To investigate the utility of 1, we aimed to perform single-molecule (sm) studies of labeled proteins. In particular, single-molecule observation of fluorescence resonance energy transfer (FRET) is a widely applied tool to study protein structure and dynamics. smFRET typically requires covalent, high-yielding, site-specific labeling of proteins with photostable dyes because of the low concentrations used for single-molecule studies and the high demand for overcoming the fundamental noise limit. To this end, we purified GFPTAG→1 and ligated the commercially available azide derivative of Atto647N under mild conditions. Owing to the spectral properties of this fluorescent species, the natural GFP chromophore served as a donor (D) while Atto647N served as the acceptor dye (A). We then observed freely diffusing GFPTAG→1,Atto647N at single-molecule resolution using a confocal detection geometry (Supporting information, Figure S2).21 Emission bursts stemming from individual GFPTAG→1,Atto647N molecules were analyzed based on their labeling stoichiometry (S) and for the occurrence of energy transfer (EFRET). As shown in Figure 2 a, we clearly observed a species that contains both D and A molecules (S=0.5, EFRET=1). This observed high FRET efficiency is in good agreement with the crystal structure of GFP,22 indicating that the dye attached at position 39 is within 30 Å of the GFP chromophore.

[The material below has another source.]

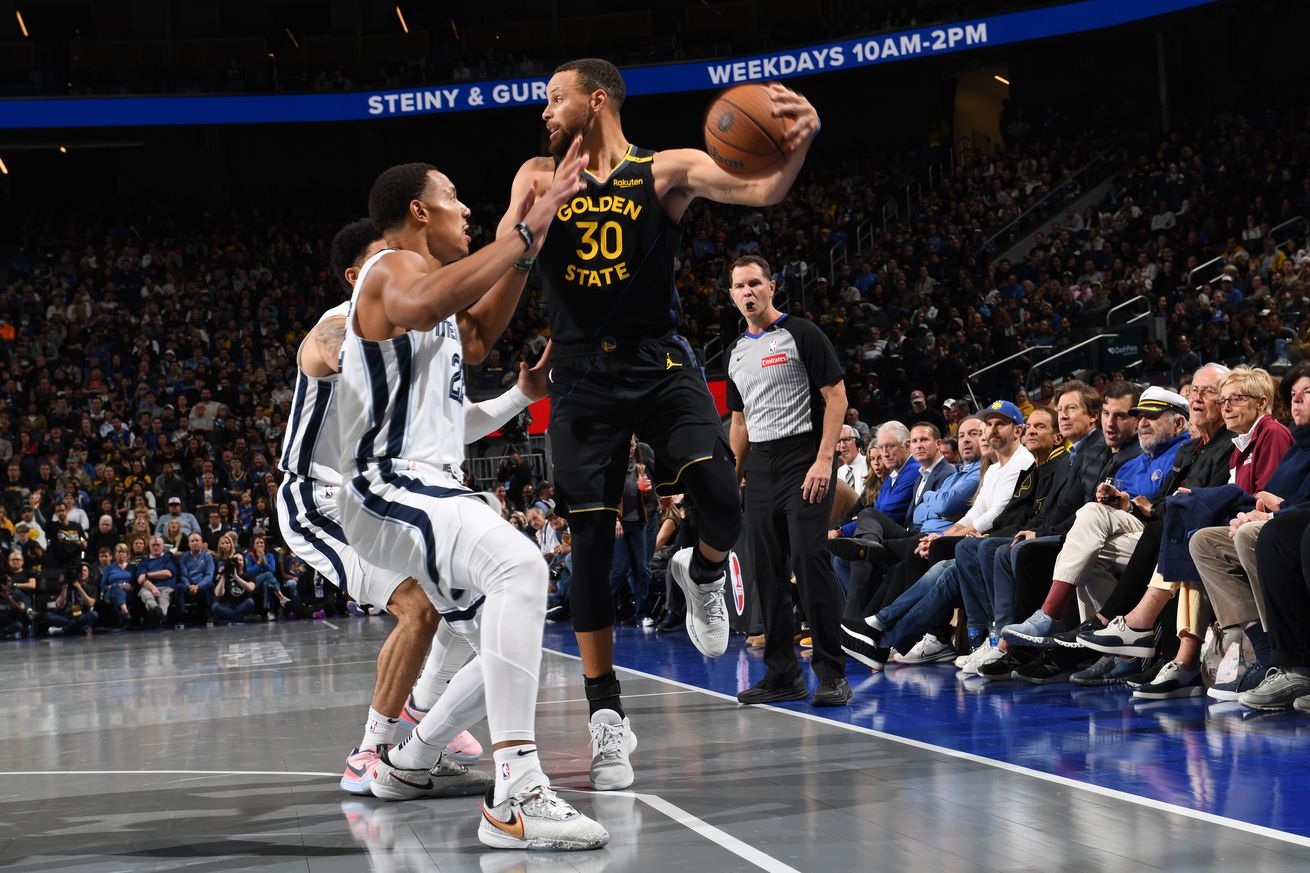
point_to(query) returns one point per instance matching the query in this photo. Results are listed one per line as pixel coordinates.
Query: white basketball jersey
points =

As mentioned above, the cyclooctyne moiety is ideally suited to achieve site-specific labeling within the living cell. To verify the feasibility of such experiments with our approach, we expressed the red fluorescent protein mCherryTAG in E. coli in the presence of 1 mM 1 and tRNApyl/pylRSAF. Cells were then incubated in a 50 μM solution of the fluorogenic coumarin azide 3.17 Figure 2 shows that only cells expressing mCherryTAG→1,3 exhibit a strong fluorescence when excited at λ=405 nm. The fluorogenic in vivo labeling was also confirmed by fluorescence spectrometry (Figure 2 c) and by analyzing the fluorescence of cell lysate using SDS PAGE (see Supporting Information Figure S3–S5, also for additional imaging experiments with other proteins).
In summary, we have genetically encoded one of the most potent functional groups for in vivo chemistry into E. coli and demonstrated its basic utility for in vivo labeling as well as high-resolution single-molecule measurements. SPAAC chemistry is now available to site-specifically and non-invasively modify proteins in living cells. As the tRNApyl/pylRSAF showed no obvious dependence on linker length (1 versus 2), it is conceivable that slightly altered derivatives, such as mono- and difluorinated cyclooctynes, and possibly bicyclonones,23 could be directly used in this system. Other enhanced cyclooctynes, such as dibenzocycloctynes,24 could pose substantial challenges to the synthetase and/or the host translational machinery owing to their larger size. As pylRS from M. mazei is orthogonal in a variety of eukaryotic organisms,19, 25 we are now evaluating the transfer of this system to mammalian cells, where the technique would not only greatly expand our abilities to track proteins in living specimen but also to introduce other type of functional groups, such as cross-linkers or spin-labels for NMR spectroscopy and magnetic resonance imaging (MRI) in living specimens.